Greve dos Professores



No último dia 17 de maio, trinta e quatro universidades federais entraram em greve no Brasil. E de lá para cá, mais universidades aderiram ao movimento, de modo que até hoje já se contam cinquenta e sete universidades em greve.

Considerando que o Brasil possui sessenta e seis universidades federais, observa-se que 85% por cento destas estão paralizadas, deixando mais de um milhão de alunos sem aula.

As universidades federais são as intituições de ensino superior mantidas pelo governo federal e, apesar de serem públicas – palavra que no Brasil possui sentido pejorativo – ainda fornecem ensino superior de muita qualidade.
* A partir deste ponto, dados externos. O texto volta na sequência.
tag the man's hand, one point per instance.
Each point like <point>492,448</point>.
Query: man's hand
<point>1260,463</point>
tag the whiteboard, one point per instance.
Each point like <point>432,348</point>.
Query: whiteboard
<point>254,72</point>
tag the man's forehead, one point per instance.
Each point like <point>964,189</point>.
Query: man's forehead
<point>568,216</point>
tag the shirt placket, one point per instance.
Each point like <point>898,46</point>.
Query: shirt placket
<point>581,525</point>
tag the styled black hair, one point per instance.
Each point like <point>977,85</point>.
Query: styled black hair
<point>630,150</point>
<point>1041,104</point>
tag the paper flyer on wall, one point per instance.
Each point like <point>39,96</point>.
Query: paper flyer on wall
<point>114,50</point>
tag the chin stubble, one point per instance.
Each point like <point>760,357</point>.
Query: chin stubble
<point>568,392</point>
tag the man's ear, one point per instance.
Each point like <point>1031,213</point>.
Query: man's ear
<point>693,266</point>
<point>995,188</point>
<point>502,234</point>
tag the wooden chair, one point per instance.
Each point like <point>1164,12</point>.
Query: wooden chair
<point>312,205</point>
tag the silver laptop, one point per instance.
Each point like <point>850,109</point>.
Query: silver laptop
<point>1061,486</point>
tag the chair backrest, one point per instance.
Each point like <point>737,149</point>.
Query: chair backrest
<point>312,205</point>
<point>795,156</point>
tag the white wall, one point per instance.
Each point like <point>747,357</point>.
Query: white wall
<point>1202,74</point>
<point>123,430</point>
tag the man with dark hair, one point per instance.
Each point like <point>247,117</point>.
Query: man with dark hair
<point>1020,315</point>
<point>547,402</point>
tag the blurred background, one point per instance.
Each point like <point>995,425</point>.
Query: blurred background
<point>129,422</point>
Na verdade, a qualidade de ensino nas federais está há anos luz da grande maioria das universidades privadas.

Tanto é verdade que, antes da disseminação de universidades privadas pelo país, o sonho de qualquer família era que seu filho vestibulando (aquele que estuda para prestar o vestibular, a temida prova de ingresso nas universidades) conseguisse entrar uma federal (maneira como nos referimos a estas universidades no Brasil).

E era um verdadeiro evento passar no vestibular, ao ponto que os nomes dos aprovados eram anunciados no rádio e as famílias faziam festas enormes para celebrar o feito. Hoje em dia, já não é tanto assim, porque com as universidades privadas, o vestibular perdeu o seu glamour. Mas a grande maioria continua sonhando com as federais.

Curiosamente, até a criação das cotas raciais, sociais e do raio que o parta, apenas os filhos de famílias abastadas, que sempre estudaram em escola particular, conseguiam entrar nas federais, porque o ensino público fundamental no Brasil é uma vergonha e, por isso, as pessoas que estudam em escolas públicas, salvo raras exceções, não tem condições intelectuais de competir por uma vaga.

Enfim, voltando para o tema da greve, nota-se que não apenas os professores entraram em greve, mas também o corpo administrativo e técnico. Como sempre, as reinvidicações são as mesmas: melhores salários, melhores condições de trabalho e um plano de carreira.

Apesar de entender que uma parte considerável dos professores universitários federais – não a maioria felizmente – é pernóstica, arrogante e até mesmo preguiçosa com vocação para pseudo semideuses do saber, pois como o emprego de professor universitário se dá mediante concurso público e com estabilidade no cargo, alguns se dão ao luxo de fingir que trabalham, acredito que a reinvidicação dos professores é justa.

É uma vergonha para um país como o Brasil não ter um plano de carreira para seus professores universitários e é ridículo pagar um piso de mais ou menos 639€ para pessoas com pelo menos formação de mestres, obrigadas a trabalhar em estruturas físicas precárias.

E o mais engraçado de tudo é que, mesmo com a demanda por mão-de-obra qualificada, o país cortou 1,2 bilhões de euros das verbas de educação. Por que não seguimos o bom exemplo da Coréia do Sul? Como é que se quer ser uma potência mundial deste jeito?